As tax law encounters administrative law more regularly in litigation, it turns out that things can be made more complicated than a straightforward application of Mayo.   The Ninth Circuit faces the challenge of translating the APA arbitrary and capricious legal standard to the tax setting in this case. Depending on how the case plays out, it may also have an opportunity to consider whether the Treasury’s interpretation of its own regulations deserves Auer deference.

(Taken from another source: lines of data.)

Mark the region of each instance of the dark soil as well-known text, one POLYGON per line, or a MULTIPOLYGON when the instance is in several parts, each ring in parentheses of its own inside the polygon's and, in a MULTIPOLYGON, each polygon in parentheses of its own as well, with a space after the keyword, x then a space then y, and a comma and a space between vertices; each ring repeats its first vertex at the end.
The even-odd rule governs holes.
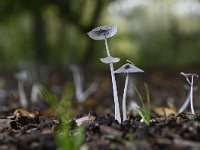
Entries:
MULTIPOLYGON (((194 93, 195 115, 190 113, 161 115, 154 112, 155 108, 169 107, 169 102, 174 106, 175 111, 181 106, 188 92, 184 89, 186 82, 182 76, 155 72, 148 77, 144 75, 135 77, 135 85, 142 94, 145 94, 144 81, 150 89, 152 114, 150 125, 146 125, 141 121, 140 116, 133 113, 130 113, 128 120, 122 124, 114 119, 109 74, 101 74, 98 91, 83 104, 77 102, 73 104, 74 116, 78 117, 74 117, 72 121, 72 131, 77 128, 77 119, 92 117, 91 120, 85 119, 81 122, 85 128, 81 150, 200 149, 198 91, 194 93)), ((47 83, 49 89, 56 89, 54 93, 58 97, 62 93, 64 84, 72 81, 70 77, 64 80, 63 76, 53 72, 49 75, 49 83, 47 83)), ((89 82, 90 78, 86 80, 89 82)), ((124 77, 117 77, 117 79, 121 91, 119 95, 122 95, 124 77)), ((44 101, 41 101, 41 104, 31 104, 27 109, 18 109, 20 106, 17 82, 14 82, 11 77, 6 80, 8 85, 3 88, 10 94, 0 101, 0 149, 57 149, 54 135, 60 122, 58 117, 44 101)), ((128 104, 131 99, 140 103, 135 95, 128 97, 128 104)))

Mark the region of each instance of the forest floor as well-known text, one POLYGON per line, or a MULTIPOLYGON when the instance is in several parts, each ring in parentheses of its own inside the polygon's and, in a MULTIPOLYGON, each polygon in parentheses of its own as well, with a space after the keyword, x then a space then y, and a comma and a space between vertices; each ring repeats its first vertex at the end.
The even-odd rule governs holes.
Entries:
MULTIPOLYGON (((99 73, 101 77, 99 88, 86 101, 78 103, 73 98, 70 133, 76 130, 77 119, 82 118, 84 139, 81 150, 200 149, 198 88, 194 91, 196 114, 190 113, 190 106, 186 112, 178 113, 189 92, 185 78, 179 75, 179 72, 155 71, 147 74, 134 75, 133 82, 144 97, 146 94, 144 82, 149 87, 151 99, 149 125, 133 111, 128 113, 128 120, 121 124, 114 119, 109 73, 99 73)), ((48 107, 44 100, 30 103, 28 108, 20 107, 17 81, 9 74, 1 76, 6 84, 2 82, 0 88, 9 94, 0 99, 0 149, 58 149, 55 134, 59 129, 60 119, 52 107, 48 107)), ((86 77, 86 86, 91 82, 91 78, 93 76, 86 77)), ((116 79, 121 106, 125 76, 117 76, 116 79)), ((58 97, 62 97, 65 84, 72 84, 72 78, 66 72, 52 71, 45 86, 58 97)), ((199 82, 197 81, 195 85, 198 87, 199 82)), ((26 92, 30 93, 30 84, 27 84, 26 92)), ((129 105, 133 101, 141 105, 134 92, 127 97, 127 108, 130 108, 129 105)))

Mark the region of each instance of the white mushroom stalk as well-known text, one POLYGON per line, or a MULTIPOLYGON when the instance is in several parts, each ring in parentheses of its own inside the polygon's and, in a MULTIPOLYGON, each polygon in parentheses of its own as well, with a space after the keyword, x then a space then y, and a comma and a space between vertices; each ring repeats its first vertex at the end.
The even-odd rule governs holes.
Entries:
POLYGON ((24 90, 24 82, 21 80, 18 81, 18 90, 19 90, 20 104, 22 107, 27 108, 28 100, 24 90))
POLYGON ((194 87, 194 83, 196 82, 196 80, 199 76, 197 74, 194 74, 194 73, 183 73, 183 72, 181 72, 180 74, 183 75, 186 78, 187 82, 190 84, 190 92, 188 94, 186 101, 184 102, 184 104, 179 109, 179 113, 183 112, 190 102, 191 113, 195 114, 194 105, 193 105, 193 89, 194 89, 193 87, 194 87))
POLYGON ((127 87, 128 87, 129 73, 136 73, 136 72, 144 72, 144 71, 137 68, 132 63, 126 63, 122 67, 114 71, 114 73, 126 73, 126 80, 125 80, 124 93, 123 93, 123 99, 122 99, 123 121, 127 120, 126 93, 127 93, 127 87))
POLYGON ((126 111, 126 93, 127 93, 127 87, 128 87, 128 80, 129 80, 129 75, 126 75, 126 80, 125 80, 125 86, 124 86, 124 93, 123 93, 123 98, 122 98, 122 112, 123 112, 123 121, 127 120, 127 111, 126 111))
POLYGON ((118 101, 118 94, 117 94, 117 85, 114 75, 114 66, 113 63, 118 62, 119 58, 113 58, 110 55, 110 51, 108 48, 108 42, 107 38, 110 38, 114 36, 117 33, 117 26, 100 26, 92 31, 88 32, 88 35, 90 38, 94 40, 104 40, 105 41, 105 47, 106 47, 106 53, 107 57, 100 59, 103 63, 110 64, 110 73, 111 73, 111 79, 112 79, 112 86, 113 86, 113 97, 114 97, 114 104, 115 104, 115 119, 121 123, 121 115, 120 115, 120 109, 119 109, 119 101, 118 101))
POLYGON ((38 83, 34 83, 31 89, 31 102, 37 103, 40 97, 42 97, 41 86, 38 83))
POLYGON ((93 94, 98 88, 98 81, 95 80, 85 91, 83 90, 84 76, 80 68, 76 65, 70 65, 70 70, 73 74, 73 80, 75 85, 75 95, 78 102, 84 102, 91 94, 93 94))
MULTIPOLYGON (((186 89, 188 89, 188 87, 186 87, 186 89)), ((197 87, 194 87, 193 88, 193 92, 194 91, 196 91, 197 90, 197 87)), ((190 102, 190 87, 189 87, 189 93, 188 93, 188 96, 187 96, 187 98, 186 98, 186 100, 185 100, 185 102, 183 103, 183 105, 181 106, 181 108, 179 109, 179 113, 182 113, 186 108, 187 108, 187 106, 188 106, 188 104, 189 104, 189 102, 190 102)))
POLYGON ((188 96, 185 100, 185 102, 183 103, 183 105, 181 106, 181 108, 178 110, 178 113, 182 113, 188 106, 188 104, 190 103, 190 91, 188 93, 188 96))
POLYGON ((135 85, 134 85, 134 79, 133 77, 129 78, 129 83, 128 83, 128 87, 127 87, 127 96, 130 98, 133 98, 135 95, 135 85))
POLYGON ((29 79, 28 71, 20 71, 19 73, 15 74, 15 78, 18 80, 18 91, 20 97, 20 104, 22 107, 28 107, 28 100, 26 97, 26 93, 24 90, 24 82, 29 79))

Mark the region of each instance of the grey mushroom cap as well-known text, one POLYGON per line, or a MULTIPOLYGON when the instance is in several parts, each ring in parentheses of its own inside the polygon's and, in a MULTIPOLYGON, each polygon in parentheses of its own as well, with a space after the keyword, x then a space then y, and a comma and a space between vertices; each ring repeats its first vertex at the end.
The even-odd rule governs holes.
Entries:
POLYGON ((191 77, 191 76, 193 76, 195 78, 199 77, 199 75, 196 74, 196 73, 184 73, 184 72, 181 72, 180 74, 183 75, 183 76, 185 76, 186 78, 191 77))
POLYGON ((135 73, 135 72, 144 72, 144 71, 131 63, 126 63, 119 69, 114 71, 114 73, 135 73))
POLYGON ((110 64, 110 63, 117 63, 120 61, 120 58, 117 57, 105 57, 105 58, 100 58, 102 63, 105 64, 110 64))
POLYGON ((29 74, 29 72, 26 71, 26 70, 20 71, 20 72, 18 72, 18 73, 15 74, 15 78, 16 78, 17 80, 21 80, 21 81, 26 81, 26 80, 28 80, 28 79, 29 79, 29 76, 30 76, 30 74, 29 74))
POLYGON ((116 25, 105 25, 94 28, 87 34, 90 38, 94 40, 104 40, 105 38, 110 38, 117 33, 117 26, 116 25))
POLYGON ((196 74, 196 73, 184 73, 184 72, 181 72, 180 74, 183 75, 186 78, 187 82, 190 85, 192 84, 192 79, 193 79, 193 83, 195 83, 197 78, 199 77, 199 75, 196 74))

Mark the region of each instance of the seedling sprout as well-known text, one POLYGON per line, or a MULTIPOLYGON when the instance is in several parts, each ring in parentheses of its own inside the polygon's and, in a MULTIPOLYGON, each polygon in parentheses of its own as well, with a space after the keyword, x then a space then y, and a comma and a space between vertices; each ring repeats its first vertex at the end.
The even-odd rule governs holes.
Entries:
POLYGON ((126 80, 125 80, 123 100, 122 100, 123 121, 127 120, 127 116, 126 116, 126 93, 127 93, 127 87, 128 87, 129 73, 136 73, 136 72, 144 72, 144 71, 137 68, 132 63, 126 63, 122 67, 120 67, 119 69, 114 71, 114 73, 126 73, 126 80))
POLYGON ((118 95, 117 95, 117 85, 116 85, 116 80, 115 80, 115 75, 114 75, 114 66, 113 63, 118 62, 119 58, 113 58, 110 55, 110 51, 108 48, 108 41, 107 38, 110 38, 114 36, 117 33, 117 26, 100 26, 97 27, 87 34, 89 35, 90 38, 94 40, 104 40, 105 41, 105 47, 106 47, 106 53, 107 57, 104 59, 101 59, 103 63, 110 64, 110 73, 111 73, 111 78, 112 78, 112 86, 113 86, 113 97, 114 97, 114 104, 115 104, 115 119, 121 123, 121 116, 120 116, 120 109, 119 109, 119 101, 118 101, 118 95))
POLYGON ((191 112, 192 112, 192 114, 195 114, 194 105, 193 105, 193 86, 194 86, 194 83, 196 82, 197 78, 199 77, 199 75, 197 75, 195 73, 183 73, 183 72, 181 72, 180 74, 183 75, 186 78, 187 82, 189 83, 190 92, 188 94, 186 101, 183 103, 183 105, 179 109, 179 113, 183 112, 190 102, 191 112))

If the Ninth Circuit were to disagree with us and also with the other arguments in favor of the government’s position, the question of remedy would arise.   Perhaps the regulations should be remanded to Treasury, as the NYU brief argues; as we say in our brief, we concur with that argument. Or, if the reg is invalid and the remand remedy is not pursued, the Ninth Circuit may have a chance to say what should happen to an elaborate statutory safe harbor – here, the -7 regulations that authorize cost sharing agreements – when one piece of the regime is invalidated. There appears to be the assumption that the rest of the taxpayer-favorable safe harbor stands even if one of the building blocks falls. Yet the safe harbor falls far short of achieving clear reflection of income in many cases without the stock-based compensation regulation. If the stock-based compensation reg is invalid, our brief observes that Treasury might reasonably conclude that the whole safe harbor ought to be withdrawn.